Стоя на коленях, отец намочил платок и вытирал лицо матери. Он посмотрел на меня, словно требуя что-нибудь предпринять, и в его взгляде было нечто такое, чего я никогда не видел. Эта растерянность осталась с ним навсегда. Я тоже опустился на колени, но не плакал, все свои слезы я истратил на Катицу и деда.
Мы подняли мать и понесли домой через всю деревню. Со всех сторон смотрели нам вслед, из-за заборов и из окон. Сарело открыл ворота, мы положили мать на кровать, потом пришел священник Шульц. Через несколько дней, когда мы понесли ее на кладбище, звонили только малый и средний колокола. Похоронная процессия прошла мимо церкви, и все подняли глаза, словно слышали звон большого колокола. Вернувшись домой, отец снял обувь, поставил ее у порога, ослабил узел галстука, сел за стол и уставился на свои руки. О чем-то размышляя, он теребил обручальное кольцо на пальце.
— Теперь ты не должен уезжать. Остались только мы с тобой, — сказал он.
— Я уеду, — ответил я.
— Тогда хоть приготовь нам поесть.
— Я не умею готовить.
— Я тоже.
Той ночью я перебрался со спального места на полу и занял место на кровати рядом с отцом. Я лежал рядом с его спящим телом и прислушивался к размеренному дыханию.
Каждый день мы ходили на могилу матери и деда. Однажды, незадолго до назначенной даты отъезда, отец тихо сказал:
— Сделаю здесь скамейку и посажу дерево, чтобы был тенек. Хорошо будет, все лопнут от зависти.
Неподалеку кто-то выкапывал своих покойников, одна женщина тщательно убиралась в семейном склепе. Она понимала: нужно навести такой порядок, чтобы хватило очень надолго. Я отыскал могилку Катицы и так задумался о ней, что не услышал, как подошел отец. Внезапно за спиной раздался его голос:
— Сербская девочка тебе сильно нравилась, да? Если хочешь, я поставлю скамейку и здесь, будешь сидеть здесь, сколько пожелаешь.
По вечерам я разогревал еду, которую днем готовила нам соседка. Я долго смотрел на отца, и у меня появилось какое-то новое чувство. Теперь, накануне отъезда, я понял, что мог бы заботиться об этом человеке, получужом и полуродном мне. Даже любить его.

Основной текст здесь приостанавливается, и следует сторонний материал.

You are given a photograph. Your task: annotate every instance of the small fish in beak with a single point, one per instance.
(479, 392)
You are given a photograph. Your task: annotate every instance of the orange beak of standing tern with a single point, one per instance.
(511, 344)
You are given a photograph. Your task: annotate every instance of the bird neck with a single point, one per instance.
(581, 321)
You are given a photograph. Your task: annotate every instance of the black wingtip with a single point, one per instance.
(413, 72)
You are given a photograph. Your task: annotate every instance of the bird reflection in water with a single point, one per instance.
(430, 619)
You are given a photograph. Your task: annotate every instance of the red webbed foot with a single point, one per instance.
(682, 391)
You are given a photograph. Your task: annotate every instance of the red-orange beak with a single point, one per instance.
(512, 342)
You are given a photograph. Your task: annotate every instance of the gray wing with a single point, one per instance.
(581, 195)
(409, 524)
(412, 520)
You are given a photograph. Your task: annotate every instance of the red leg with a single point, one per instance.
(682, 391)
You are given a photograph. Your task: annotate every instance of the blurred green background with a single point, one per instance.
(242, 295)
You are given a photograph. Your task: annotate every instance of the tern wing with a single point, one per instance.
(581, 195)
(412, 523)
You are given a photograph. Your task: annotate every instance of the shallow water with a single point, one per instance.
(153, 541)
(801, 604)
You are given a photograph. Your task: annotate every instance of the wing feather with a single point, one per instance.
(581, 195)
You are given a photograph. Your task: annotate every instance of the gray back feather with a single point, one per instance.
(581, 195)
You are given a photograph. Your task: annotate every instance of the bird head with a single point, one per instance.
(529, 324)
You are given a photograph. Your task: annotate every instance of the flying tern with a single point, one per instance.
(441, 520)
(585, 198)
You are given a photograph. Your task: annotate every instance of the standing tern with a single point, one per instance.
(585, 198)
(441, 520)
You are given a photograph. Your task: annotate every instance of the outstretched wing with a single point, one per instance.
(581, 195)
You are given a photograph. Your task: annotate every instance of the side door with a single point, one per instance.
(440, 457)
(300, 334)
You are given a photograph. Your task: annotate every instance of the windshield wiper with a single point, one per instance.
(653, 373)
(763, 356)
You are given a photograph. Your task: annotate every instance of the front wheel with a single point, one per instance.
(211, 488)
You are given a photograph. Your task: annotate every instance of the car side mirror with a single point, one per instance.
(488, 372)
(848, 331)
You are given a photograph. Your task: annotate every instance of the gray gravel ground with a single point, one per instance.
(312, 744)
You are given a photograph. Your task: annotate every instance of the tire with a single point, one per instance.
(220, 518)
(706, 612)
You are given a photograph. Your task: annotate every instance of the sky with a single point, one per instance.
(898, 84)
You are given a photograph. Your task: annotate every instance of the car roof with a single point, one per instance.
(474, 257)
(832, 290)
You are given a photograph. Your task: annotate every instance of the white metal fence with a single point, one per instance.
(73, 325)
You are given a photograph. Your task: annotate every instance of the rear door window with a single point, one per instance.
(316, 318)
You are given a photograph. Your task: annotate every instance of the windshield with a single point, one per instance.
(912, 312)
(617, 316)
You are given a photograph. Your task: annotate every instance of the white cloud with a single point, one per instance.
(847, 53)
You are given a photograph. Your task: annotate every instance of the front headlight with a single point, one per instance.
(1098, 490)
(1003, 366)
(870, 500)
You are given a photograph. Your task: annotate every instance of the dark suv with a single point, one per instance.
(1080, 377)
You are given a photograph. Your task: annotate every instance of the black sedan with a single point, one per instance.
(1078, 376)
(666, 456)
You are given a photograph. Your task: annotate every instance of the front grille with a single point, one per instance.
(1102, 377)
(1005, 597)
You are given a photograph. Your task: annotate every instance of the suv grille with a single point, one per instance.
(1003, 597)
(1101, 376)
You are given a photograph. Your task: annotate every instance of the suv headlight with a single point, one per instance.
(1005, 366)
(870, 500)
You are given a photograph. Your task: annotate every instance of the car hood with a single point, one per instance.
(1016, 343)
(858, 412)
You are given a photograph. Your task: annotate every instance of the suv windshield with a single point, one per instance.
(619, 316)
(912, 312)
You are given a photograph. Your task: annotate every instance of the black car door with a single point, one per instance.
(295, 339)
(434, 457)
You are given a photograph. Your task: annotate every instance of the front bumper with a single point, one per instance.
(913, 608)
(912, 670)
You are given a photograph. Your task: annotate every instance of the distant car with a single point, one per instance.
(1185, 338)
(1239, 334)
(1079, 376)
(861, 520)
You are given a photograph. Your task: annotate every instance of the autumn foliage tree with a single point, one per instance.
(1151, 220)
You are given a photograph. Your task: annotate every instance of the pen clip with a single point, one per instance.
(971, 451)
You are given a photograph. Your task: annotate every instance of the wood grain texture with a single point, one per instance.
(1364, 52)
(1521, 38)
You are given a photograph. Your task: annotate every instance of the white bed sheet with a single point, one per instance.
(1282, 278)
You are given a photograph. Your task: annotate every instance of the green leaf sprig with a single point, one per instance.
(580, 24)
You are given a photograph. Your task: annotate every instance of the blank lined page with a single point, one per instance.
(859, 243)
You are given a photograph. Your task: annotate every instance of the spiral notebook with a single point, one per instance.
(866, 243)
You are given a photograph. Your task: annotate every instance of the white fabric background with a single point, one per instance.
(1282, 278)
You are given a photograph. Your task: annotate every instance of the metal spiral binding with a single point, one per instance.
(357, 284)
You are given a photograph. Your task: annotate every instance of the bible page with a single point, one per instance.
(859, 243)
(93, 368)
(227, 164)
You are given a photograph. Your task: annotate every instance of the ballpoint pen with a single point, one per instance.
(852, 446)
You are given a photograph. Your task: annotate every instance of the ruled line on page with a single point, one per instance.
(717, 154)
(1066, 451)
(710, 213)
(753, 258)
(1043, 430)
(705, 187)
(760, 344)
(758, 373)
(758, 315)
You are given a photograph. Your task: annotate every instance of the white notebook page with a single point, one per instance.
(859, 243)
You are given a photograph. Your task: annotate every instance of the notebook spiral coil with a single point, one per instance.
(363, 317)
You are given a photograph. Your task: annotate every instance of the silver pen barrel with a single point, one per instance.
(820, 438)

Это было бы не труднее, чем все, что я и так уже делал.
Когда мы уже довольно долго лежали в темной холодной ночи и отец какое-то время не шевелился, я тихо произнес: «Я вообще не был в Сибири. Я вовремя сумел спрыгнуть с поезда». Его дыхание на секунду замерло, но больше не было никаких признаков, что он меня услышал. Утром я сварил кофе, поставил чашку рядом с кроватью и, поскольку отец не просыпался, ушел на работу один.
Когда пошел слух, что в Лотарингии нас ждет жизнь вряд ли лучше здешней, чуть ли не половина семей, собиравшихся уехать, передумала. Тем более многие вновь стали надеяться на возвращение родных из Сибири — поговаривали, что в соседние деревни вернулось несколько мужчин и женщин. На отъезд же были настроены в основном те, кто считал, что им будет там легче, потому что их фамилии похожи на французские или они немного говорят по-французски.
Утром 13 мая 1951 года на маленький полустанок в чистом поле, откуда обычно отправлялись в Темешвар, прибыли три состава. Один пассажирский и два товарных. Весь день до глубокой ночи люди свозили туда на лошадях и волах все, что не хотели оставлять в Трибсветтере: массивную, добротную мебель (швабы предпочитали такую) — буфеты, шкафы, кровати, столы; одежду, посуду, постельное белье и матрасы; плуги, мешки, под завязку набитые зерном, мукой и картошкой. Постепенно дворы отъезжающих — в каком-то смысле они все еще принадлежали им — пустели, а товарные вагоны наполнялись.